The market had ground to a halt, and the people who showed interest in our house were dependent on selling their own properties, so our sale was in the doldrums.
I told our estate agent, Winkworth, that we accepted that we were prepared to take a heavy cut on the price, and I asked if it would help if we did something imaginative, such as handing over £20,000 in cashback immediately after the sale.
That way, I thought, we could help someone to find the deposit, or simply give them a cheaply financed loan via their mortgage.
I was told that this wouldn't work, and that I should cut the price by £5,000.
At this time, I also circulated the housebuying companies, including National Homebuyers, that were advertising heavily. We received some silly offers (including one that sounded distinctly shady from a gentleman in Bradford) and some that we certainly didn't dismiss out of hand.

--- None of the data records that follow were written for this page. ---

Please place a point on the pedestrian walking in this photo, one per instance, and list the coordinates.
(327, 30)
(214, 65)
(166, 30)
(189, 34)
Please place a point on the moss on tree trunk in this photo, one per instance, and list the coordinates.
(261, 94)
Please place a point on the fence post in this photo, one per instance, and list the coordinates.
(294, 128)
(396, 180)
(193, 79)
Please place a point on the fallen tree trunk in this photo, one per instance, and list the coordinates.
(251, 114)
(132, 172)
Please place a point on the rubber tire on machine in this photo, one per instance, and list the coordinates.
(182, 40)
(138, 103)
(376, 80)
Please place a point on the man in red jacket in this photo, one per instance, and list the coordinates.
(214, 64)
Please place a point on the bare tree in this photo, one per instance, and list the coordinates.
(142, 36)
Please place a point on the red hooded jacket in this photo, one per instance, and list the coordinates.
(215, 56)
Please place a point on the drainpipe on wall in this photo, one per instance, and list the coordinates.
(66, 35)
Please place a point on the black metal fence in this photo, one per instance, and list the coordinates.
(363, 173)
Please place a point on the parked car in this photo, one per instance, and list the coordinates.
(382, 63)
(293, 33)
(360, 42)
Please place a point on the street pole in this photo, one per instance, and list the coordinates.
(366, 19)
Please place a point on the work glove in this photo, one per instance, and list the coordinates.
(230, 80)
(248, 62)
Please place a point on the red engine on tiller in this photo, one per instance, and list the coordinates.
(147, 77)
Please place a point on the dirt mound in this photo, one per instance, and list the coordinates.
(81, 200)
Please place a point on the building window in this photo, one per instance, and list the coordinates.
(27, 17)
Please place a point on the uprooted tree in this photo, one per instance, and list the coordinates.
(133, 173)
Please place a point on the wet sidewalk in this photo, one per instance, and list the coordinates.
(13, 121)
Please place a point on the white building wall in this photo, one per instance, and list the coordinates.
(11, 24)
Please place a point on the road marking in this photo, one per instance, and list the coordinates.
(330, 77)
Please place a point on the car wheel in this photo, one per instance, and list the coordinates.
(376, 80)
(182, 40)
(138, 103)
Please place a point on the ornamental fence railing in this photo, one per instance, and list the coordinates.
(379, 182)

Predictably, cutting the price by £5,000 was a pointless gesture, so within a couple of months of going on the market, we made a dramatic cut to £157,000.
Naturally, this did attract new interest, but with no money available for finance, no one was in a position to proceed.
Then out of the blue came a written offer from National Homebuyers for £150,000. I checked their website, which said that they made offers after a property had been subject to a drive-by by a chartered surveyor, and that unlike other housebuying companies, they didn't try to hold vendors to ransom by suddenly reducing their offer.
We decided to bite the bullet, wrote accepting the offer, and sent the deeds to our solicitors.
A few days later, we had a call from National Homebuyers, asking us, susprisingly, for all of the details that we had already given them in writing about the house.
The caller told us we would hear from them later about the details of how the sale would proceed.
The follow-up, however, was of a very different complexion.
National Homebuyers said they were dropping their offer to £107,000 - take it or leave it.
I kept my temper, but I was, excusably, very angry. I can imagine the effect that an experience of this nature would have on some desperate couple, who thought that for a tolerable sacrifice, they had found an escape through National Homebuyers.

2 comments:
I'll give you £1.27 for it, and that is my last offer.
Naaah. If I accepted it, you'd only ring up and offer less.